Editors’ note: Mac McClelland is spending a month in her home state of Ohio, reporting on the Wisconsin-style showdown involving Republican Governor John Kasich, public employees, unions, teachers, students, and struggling middle-class families.
Over at the house I’m staying at in Gahanna, Ohio, everything’s a little on edge.
“I’m freaking out,” Erin, the lady of the house, told me on Friday. Very calmly and quietly.
“You don’t look like you’re freaking out,” I said.
“I’m trying not to.” Maybe because there was a 10-month-old skirting her feet at the moment. The day before, though, she’d turned in the paperwork to switch her family over to her insurance just in case her husband, Anthony, loses his job at the Ohio Consumer’s Counsel, whose budget Governor John Kasich has proposed cutting by 51 percent. On her way home, she cried in the car for an hour while the baby, Jocelyn, was sleeping in the backseat.

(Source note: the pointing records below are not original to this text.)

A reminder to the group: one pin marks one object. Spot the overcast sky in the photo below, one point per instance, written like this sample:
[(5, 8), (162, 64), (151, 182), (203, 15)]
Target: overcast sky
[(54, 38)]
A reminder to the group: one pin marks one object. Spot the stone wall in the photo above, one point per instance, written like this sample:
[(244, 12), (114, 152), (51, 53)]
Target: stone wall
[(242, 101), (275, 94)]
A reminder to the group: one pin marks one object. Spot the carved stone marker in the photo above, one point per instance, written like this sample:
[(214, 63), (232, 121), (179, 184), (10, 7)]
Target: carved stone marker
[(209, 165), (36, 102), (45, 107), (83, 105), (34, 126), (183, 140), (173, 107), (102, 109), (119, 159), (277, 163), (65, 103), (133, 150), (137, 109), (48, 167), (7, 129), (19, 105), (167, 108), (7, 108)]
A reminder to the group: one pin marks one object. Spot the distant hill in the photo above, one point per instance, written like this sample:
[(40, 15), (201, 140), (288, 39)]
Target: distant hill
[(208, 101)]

That night, Anthony went straight back to work on their laptop when he got home from the office. While Erin and I watched a reality cooking show, Jocelyn toddled over to him. She’s got a thing for electronics; no cell phone or remote control in her vicinity is safe. So she reached up to the computer and started tugging on the plug. “Could you not, uh,” Anthony said, waving her baby-fingers away. She made a mad-baby face. “I know. I’m sorry. But I’m kinda trying to find a job.”
Yesterday, Anthony shared some good news. Right now, the state budget’s in conference committee, where the House and Senate are trying to reconcile their versions. And according to the Cleveland Plain Dealer, Anthony’s boss at the OCC is trying to make a deal with lawmakers that would keep her office’s funding at 75 percent. In return, along with instituting some other changes, she would resign. A lot of the reason for the OCC cut is that the state is broke. But part of it is, apparently, that lawmakers also don’t like her.
Last night, a guy I knew when I was at Ohio State pointed out one industry around here that’s not suffering cutbacks: defense. I hadn’t seen him since I left 10 years ago, and when I stopped by his house last night he explained the security of working in weapons-systems support for the federal government. Every time they develop a bigger, more armored vehicle, he said, the enemy figures out how to blow it up, requiring a project to develop an even bigger, more more-armored vehicle. And with all the waste and padded budgets everyone’s always talking about in the defense industry. “I think if I didn’t go to work for a month nobody would notice,” he said.
So. No economic-apocalypse effects here in his neck of the woods?
“Noooooo,” he replied. “This kind of government job isn’t affected by cutbacks. It’s flourishing.”